# [solved] neuer kernel kein grafisches login

## teddydeluxe

ich steh irgednwie auf dem schlauch. der kernel hat doch ncihts mit den x einstellungen zu tun ?

also ich benutze kernel 3.2.1-r2 und wollte cups einrichten. das schlug fehl und ich hab gelesen, dass der usb printer support daran schuld ist. den wollte ich aus dem kernel entfernen, aber leider hatte mir depclean die sourcen wohl entfernt und auch das makefile. naja halb so schlimm, dann hab ich die config aus den alten kopiert und mit make oldconfig einen 3.2.12 kernel gebaut ohne usblp support. als ich diesen dann booten wollte stellte ich fest, dass der grafische login nicht auftaucht, obwohl slim geladen und gestartet wurde. irgendwie sehe ich gerade das problem nicht. was könnte passierts ein ?

dankeLast edited by teddydeluxe on Thu May 31, 2012 4:21 pm; edited 1 time in total

----------

## Max Steel

verwendest du einen proprietären Treiber (aka nvidia-drivers oder ati-drivers)?

----------

## teddydeluxe

ja, ich nutze nvidia-driver. muss ich die treiber neu emergen ?

----------

## Finswimmer

 *teddydeluxe wrote:*   

> ja, ich nutze nvidia-driver. muss ich die treiber neu emergen ?

 

Ja.

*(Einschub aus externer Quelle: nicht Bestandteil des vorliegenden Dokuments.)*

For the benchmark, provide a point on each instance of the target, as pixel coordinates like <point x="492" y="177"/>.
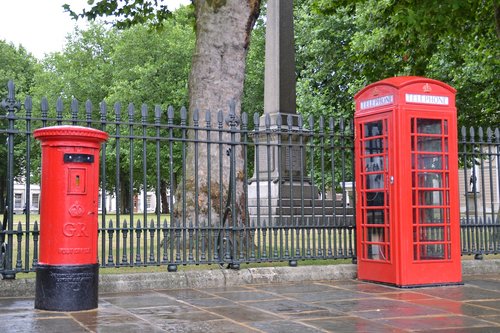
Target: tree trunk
<point x="223" y="30"/>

Achte aber darauf, dass der Symlink /usr/src/linux richtig gesetzt ist.

----------

## forrestfunk81

Es gibt auch das nette Tool sys-kernel/module-rebuild. Dann ist es nur noch ein Befehl, alle externen Module neu zu bauen.

----------

## Max Steel

 *forrestfunk81 wrote:*   

> Es gibt auch das nette Tool sys-kernel/module-rebuild. Dann ist es nur noch ein Befehl, alle externen Module neu zu bauen.

 

Für portage-2.2 ist eine ähnliche Implementierung als emerge @module-rebuild bekannt.

----------

## teddydeluxe

vieln dank euch allen.

wieso müssen die module eigentlich mit jedem kernel neu installiert werden ? weil sie von nvidia kommen ?

----------

## Max Steel

 *teddydeluxe wrote:*   

> vieln dank euch allen.
> 
> wieso müssen die module eigentlich mit jedem kernel neu installiert werden ? weil sie von nvidia kommen ?

 

Weil der Kernel sich jedesmal ändert(ändern kann) und der Treiber evtl auf die neuesten Features gelinkt werden muss.

Und der Kernel löscht (damit er einen sauberen Module-Ordner hat den betreffenden /lib/modules/<kernelversion> Ordner. (IMHO)

----------

## teddydeluxe

alles klar, danke

----------

## Josef.95

 *teddydeluxe wrote:*   

> ....
> 
> wieso müssen die module eigentlich mit jedem kernel neu installiert werden ? weil sie von nvidia kommen ?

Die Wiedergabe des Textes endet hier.